Sanofi takes US consumer route with $1.9 billion Chattem buy

by | 21st Dec 2009 | News

Sanofi-Aventis has hit the acquisition trail again and is expanding its consumer healthcare presence by acquiring the USA’s Chattem.

Sanofi-Aventis has hit the acquisition trail again and is expanding its consumer healthcare presence by acquiring the USA’s Chattem.

Under the terms of the agreement, the French drugmaker is offering $93.50 per share in cash, or about $1.9 billion, which represents a 34% premium above the closing price of Chattem’s shares on December 18, and 44% more than its six-month average. The deal is valued at $1.9 billion and will create the world’s fifth-largest consumer healthcare company.

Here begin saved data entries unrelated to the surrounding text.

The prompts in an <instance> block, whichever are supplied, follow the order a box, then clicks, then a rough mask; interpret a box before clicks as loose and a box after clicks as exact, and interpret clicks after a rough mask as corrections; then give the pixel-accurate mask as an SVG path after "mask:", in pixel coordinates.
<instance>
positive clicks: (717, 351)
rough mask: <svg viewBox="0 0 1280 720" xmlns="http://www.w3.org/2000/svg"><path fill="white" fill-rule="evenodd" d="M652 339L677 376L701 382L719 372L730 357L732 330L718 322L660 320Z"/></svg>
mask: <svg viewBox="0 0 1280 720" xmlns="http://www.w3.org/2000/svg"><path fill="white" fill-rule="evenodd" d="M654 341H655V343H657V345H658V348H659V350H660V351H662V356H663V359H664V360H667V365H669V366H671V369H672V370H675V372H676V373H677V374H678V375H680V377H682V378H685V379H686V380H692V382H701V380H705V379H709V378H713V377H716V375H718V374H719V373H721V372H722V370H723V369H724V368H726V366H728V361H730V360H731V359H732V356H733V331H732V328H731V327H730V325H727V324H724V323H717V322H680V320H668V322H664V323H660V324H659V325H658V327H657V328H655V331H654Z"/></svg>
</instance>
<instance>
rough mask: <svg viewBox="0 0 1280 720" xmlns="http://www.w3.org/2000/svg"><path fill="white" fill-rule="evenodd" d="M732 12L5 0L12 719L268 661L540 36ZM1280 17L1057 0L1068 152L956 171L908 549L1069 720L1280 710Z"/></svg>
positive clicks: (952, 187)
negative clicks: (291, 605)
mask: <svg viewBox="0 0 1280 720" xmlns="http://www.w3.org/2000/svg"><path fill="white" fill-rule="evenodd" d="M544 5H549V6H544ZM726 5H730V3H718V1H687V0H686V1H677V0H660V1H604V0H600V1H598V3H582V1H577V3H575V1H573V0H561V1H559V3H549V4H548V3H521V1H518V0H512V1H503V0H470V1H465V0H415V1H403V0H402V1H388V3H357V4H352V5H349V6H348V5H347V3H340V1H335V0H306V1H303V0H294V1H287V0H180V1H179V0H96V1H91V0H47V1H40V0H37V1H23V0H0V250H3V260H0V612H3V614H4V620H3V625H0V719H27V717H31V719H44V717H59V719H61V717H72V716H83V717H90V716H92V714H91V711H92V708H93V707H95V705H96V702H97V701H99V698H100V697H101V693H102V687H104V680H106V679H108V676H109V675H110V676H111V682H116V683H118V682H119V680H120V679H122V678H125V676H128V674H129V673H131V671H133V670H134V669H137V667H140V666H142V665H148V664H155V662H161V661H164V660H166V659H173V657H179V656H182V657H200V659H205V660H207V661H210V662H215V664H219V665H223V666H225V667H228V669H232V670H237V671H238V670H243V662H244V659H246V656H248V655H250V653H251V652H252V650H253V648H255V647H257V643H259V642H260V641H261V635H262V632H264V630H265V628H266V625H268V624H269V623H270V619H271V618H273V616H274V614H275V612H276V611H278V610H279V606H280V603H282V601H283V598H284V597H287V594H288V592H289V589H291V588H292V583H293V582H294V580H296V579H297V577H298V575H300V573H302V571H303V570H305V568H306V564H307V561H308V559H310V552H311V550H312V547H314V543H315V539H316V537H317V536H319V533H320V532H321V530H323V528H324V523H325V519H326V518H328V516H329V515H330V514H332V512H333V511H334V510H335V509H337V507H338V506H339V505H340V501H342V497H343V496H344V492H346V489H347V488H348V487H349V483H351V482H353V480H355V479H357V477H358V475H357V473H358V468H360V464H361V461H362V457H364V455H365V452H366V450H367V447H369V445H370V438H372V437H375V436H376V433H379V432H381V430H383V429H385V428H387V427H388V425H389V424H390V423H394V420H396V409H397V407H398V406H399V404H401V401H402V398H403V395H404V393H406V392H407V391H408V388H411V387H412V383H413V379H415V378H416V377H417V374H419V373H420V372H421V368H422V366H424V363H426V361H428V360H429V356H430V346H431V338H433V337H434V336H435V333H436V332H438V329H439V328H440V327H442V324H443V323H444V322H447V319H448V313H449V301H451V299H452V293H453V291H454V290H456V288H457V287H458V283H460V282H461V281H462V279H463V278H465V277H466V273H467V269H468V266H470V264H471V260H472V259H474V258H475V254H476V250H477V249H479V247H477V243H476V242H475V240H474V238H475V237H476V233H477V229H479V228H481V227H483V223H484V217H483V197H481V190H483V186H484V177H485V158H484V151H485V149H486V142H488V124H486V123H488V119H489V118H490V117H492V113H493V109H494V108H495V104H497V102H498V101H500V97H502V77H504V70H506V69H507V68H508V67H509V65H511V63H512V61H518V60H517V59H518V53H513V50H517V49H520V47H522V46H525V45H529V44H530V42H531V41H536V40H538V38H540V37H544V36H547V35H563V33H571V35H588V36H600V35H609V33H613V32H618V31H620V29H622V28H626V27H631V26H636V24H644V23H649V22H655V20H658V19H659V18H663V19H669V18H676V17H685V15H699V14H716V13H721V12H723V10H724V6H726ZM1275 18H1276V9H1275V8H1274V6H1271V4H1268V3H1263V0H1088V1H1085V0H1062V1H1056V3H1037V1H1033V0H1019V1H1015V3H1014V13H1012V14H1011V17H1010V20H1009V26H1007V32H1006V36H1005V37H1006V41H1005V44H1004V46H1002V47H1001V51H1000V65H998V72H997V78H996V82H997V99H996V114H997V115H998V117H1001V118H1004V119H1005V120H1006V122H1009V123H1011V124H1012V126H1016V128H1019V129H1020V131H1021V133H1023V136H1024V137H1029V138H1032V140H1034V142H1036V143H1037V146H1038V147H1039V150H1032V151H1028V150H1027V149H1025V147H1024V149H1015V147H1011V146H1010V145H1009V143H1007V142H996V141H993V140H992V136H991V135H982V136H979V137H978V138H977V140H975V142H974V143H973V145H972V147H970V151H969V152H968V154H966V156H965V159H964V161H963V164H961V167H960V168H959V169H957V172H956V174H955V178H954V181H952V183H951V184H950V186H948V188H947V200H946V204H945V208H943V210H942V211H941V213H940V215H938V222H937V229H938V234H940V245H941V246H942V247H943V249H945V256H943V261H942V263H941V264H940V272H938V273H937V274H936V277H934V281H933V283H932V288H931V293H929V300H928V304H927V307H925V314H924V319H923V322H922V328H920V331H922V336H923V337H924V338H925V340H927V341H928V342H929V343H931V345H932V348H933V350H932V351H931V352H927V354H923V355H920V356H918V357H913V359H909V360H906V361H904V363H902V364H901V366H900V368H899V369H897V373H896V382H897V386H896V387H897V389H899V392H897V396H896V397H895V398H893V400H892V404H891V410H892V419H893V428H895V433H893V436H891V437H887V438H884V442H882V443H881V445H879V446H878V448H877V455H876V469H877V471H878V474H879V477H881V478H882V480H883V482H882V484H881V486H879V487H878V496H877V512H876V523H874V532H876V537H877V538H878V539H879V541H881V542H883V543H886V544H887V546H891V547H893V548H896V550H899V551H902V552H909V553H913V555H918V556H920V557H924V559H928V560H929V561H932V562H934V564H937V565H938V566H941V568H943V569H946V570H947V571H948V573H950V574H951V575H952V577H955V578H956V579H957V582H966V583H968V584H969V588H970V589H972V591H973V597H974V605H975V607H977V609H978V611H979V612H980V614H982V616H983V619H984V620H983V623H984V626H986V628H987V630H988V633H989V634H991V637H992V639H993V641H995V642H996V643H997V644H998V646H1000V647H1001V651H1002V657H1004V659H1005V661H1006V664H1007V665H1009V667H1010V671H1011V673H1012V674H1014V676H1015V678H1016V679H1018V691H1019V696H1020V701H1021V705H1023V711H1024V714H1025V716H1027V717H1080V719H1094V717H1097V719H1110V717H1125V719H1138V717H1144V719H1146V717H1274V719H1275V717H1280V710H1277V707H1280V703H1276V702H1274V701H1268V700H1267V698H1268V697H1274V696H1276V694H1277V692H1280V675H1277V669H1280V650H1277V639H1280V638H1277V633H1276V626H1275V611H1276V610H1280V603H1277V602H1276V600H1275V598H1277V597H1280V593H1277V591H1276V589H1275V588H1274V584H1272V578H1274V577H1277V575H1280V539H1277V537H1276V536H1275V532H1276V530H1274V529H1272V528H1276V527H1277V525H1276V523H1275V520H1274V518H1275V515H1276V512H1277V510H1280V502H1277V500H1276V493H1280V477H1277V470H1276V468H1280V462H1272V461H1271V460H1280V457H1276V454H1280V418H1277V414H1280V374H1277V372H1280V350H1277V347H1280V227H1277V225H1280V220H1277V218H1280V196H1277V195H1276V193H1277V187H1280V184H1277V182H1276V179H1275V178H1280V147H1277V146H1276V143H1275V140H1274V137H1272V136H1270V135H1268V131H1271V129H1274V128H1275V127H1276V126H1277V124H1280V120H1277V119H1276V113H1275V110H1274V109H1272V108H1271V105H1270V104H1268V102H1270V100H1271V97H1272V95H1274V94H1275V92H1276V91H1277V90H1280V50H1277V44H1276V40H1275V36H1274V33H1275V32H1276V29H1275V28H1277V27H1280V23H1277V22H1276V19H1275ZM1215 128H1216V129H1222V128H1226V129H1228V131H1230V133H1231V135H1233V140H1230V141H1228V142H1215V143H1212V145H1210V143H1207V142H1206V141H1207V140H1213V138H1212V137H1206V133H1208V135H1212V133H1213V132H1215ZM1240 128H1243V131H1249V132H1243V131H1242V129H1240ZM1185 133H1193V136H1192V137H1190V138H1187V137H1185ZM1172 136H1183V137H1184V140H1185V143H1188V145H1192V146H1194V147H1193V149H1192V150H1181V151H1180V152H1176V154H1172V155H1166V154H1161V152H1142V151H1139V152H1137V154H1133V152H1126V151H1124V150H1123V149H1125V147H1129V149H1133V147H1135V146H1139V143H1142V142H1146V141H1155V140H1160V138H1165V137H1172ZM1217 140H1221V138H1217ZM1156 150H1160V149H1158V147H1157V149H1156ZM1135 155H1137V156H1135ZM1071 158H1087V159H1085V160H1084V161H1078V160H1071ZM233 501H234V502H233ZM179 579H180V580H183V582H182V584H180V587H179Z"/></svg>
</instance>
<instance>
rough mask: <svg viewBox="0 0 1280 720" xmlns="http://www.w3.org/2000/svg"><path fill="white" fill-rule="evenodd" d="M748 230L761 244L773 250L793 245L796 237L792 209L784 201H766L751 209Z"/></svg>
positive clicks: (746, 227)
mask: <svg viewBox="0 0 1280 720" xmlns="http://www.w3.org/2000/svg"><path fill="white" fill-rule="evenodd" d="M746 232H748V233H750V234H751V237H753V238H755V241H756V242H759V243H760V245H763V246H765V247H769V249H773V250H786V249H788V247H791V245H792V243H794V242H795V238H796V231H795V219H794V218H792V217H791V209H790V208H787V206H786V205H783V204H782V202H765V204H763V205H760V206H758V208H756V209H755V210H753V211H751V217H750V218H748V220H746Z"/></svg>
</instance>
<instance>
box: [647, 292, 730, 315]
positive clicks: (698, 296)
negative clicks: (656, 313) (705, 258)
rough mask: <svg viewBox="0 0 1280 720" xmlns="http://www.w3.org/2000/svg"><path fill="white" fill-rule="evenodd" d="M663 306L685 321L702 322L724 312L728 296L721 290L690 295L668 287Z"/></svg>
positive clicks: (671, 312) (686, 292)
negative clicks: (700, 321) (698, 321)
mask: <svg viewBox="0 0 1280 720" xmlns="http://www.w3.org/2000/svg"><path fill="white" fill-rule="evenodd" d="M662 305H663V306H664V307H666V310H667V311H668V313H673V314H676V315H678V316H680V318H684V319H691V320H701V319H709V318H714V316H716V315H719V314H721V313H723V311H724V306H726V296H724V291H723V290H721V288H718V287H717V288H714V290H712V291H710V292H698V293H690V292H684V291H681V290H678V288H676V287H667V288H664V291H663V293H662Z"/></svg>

For its cash, Sanofi is getting hold of a 130-year-old “leading manufacturer and marketer of branded consumer healthcare products, toiletries and dietary supplements across niche market segments in the USA”. The firm said that Chattem “has regularly demonstrated its ability to sustain regular growth”, noting that while Sanofi’s over-the-counter sales are expected to reach 1.4 billion euros worldwide in 2009, it has “thus far not been directly present” across the Atlantic.

Chief executive Chris Viehbacher said that the acquisition will be a significant milestone in Sanofi’s “ transformation strategy and will provide us with the ideal platform in the US consumer healthcare market, which represents 25% of the current worldwide opportunity”. He added that “our ability to convert prescription medicines to OTC products will be enhanced by Chattem’s leading sales, marketing and distribution channels”.

This ability will be tested out pretty soon as Sanofi also announced that it will seek to convert its former big-selling antihistamine Allegra (fexofenadine HCl) in the USA to an OTC product. Chattem’s chief executive Zan Guerry and the firm’s senior leadership team will head up Sanofi’s US consumer health division once the transaction closes in the first quarter.

The deal is expected to be accretive to Sanofi’s earnings “as early as year one”, and “significant revenue synergies” should be obtained by selling Chattem’s products into geographic areas where the Paris-headquartered firm has a strong presence, particularly in emerging markets.

The Chattem buy is the latest in a number of deals Mr Viehbacher has signed off as he looks to build a group not reliant on branded drugs and finding blockbusters. A number of generics firms have been picked up (Helvepharm of Switzerland, Brazil’s Medley and Mexico’s Laboratorios Kendrick) and closer to home, the French eye disease specialist Fovea was bought. Sanofi also dipped into its coffers and pulled out $4 billion to buy the 50% stake owned by Merck & Co in the companies’ animal health joint venture Merial in July.